Fried Rice with Tuna Fish and Scallions

Leftover rice from my Tahdig dish comes to life again in the pan with canned tuna.





A scallion oil starts the dish. I used a cooking hack from "Cooking with Mikey". He made fried rice and separated the egg and dropped the egg yolk in the cold rice and mixed it. The egg white is cooked in the pan and and broken up in to the finished rice. 



That is a great hack. I will use it again.

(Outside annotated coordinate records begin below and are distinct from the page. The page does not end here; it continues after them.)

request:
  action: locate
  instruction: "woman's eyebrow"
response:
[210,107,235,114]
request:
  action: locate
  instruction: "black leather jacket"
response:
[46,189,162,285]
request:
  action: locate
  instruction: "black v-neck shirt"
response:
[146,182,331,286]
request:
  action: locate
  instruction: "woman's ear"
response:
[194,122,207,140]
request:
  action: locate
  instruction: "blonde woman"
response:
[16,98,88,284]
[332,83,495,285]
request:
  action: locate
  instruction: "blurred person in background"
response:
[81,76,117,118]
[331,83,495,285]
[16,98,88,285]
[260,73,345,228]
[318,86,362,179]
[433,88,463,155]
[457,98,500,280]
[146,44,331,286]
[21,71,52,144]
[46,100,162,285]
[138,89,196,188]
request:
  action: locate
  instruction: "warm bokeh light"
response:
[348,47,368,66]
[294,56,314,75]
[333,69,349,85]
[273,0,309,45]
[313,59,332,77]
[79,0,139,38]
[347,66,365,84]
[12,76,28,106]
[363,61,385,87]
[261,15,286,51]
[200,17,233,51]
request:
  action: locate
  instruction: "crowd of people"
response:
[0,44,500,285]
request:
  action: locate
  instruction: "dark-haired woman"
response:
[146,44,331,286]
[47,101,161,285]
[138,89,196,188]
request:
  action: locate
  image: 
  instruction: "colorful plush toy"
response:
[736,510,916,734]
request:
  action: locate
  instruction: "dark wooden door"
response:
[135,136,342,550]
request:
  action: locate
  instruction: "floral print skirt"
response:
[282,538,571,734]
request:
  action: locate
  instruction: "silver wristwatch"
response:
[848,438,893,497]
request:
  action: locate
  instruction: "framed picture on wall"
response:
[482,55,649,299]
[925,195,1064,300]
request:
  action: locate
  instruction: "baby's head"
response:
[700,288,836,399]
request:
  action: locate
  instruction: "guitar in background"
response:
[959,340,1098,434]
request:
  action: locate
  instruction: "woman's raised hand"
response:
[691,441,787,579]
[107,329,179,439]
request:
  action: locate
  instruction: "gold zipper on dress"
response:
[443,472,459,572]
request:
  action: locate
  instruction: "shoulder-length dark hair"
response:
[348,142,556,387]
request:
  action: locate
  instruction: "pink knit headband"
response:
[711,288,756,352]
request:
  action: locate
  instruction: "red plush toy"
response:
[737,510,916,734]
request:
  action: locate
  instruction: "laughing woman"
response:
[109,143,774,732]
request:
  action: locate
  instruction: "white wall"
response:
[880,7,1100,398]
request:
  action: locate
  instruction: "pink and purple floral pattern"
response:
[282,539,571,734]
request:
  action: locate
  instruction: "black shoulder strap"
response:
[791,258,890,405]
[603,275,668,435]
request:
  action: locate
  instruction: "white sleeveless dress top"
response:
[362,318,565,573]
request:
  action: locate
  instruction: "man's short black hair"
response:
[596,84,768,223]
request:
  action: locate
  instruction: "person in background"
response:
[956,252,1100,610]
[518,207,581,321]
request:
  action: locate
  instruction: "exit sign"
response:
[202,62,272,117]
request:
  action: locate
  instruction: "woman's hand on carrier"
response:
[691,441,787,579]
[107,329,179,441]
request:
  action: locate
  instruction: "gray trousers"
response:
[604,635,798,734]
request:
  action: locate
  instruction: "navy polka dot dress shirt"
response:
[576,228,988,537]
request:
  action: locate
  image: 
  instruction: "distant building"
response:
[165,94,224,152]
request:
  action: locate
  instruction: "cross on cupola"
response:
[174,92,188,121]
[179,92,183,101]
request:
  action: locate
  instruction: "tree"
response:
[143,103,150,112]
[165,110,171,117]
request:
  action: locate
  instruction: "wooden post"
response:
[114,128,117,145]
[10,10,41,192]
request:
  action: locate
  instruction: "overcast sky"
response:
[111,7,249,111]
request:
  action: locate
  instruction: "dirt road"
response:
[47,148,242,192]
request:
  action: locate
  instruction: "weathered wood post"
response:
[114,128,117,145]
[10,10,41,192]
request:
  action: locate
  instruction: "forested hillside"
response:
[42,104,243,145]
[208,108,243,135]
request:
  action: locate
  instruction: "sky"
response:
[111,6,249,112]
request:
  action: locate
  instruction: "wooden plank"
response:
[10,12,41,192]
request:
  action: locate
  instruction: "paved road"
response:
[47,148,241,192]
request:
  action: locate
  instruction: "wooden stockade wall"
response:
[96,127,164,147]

The fried rice stays crispy and has separated well. The egg yolk just helps to enriche tge rice and adds more color.



Recipe for 1:

1 cup leftover crispy cold rice, 1 egg

1 tbsp rapeseed oil, 1 tsp sesame oil

2 scallions, 1 can tuna fish, parsley

Salt, pepper, Kewpie mayo  Gochugaru hot pepper flakes



Separate the egg and stir the egg yolk in the cold rice. Start with the scallion oil. Now in with the rice. That will take a couple of minutes. Make a clear spot in the middle and put the tuna flaked in. Let it get hot and season well. 

Push everything to the side and fry the egg white. Break it up and stir it with the rice.

Finish with parsley and top the bowls with Kewpie mayo.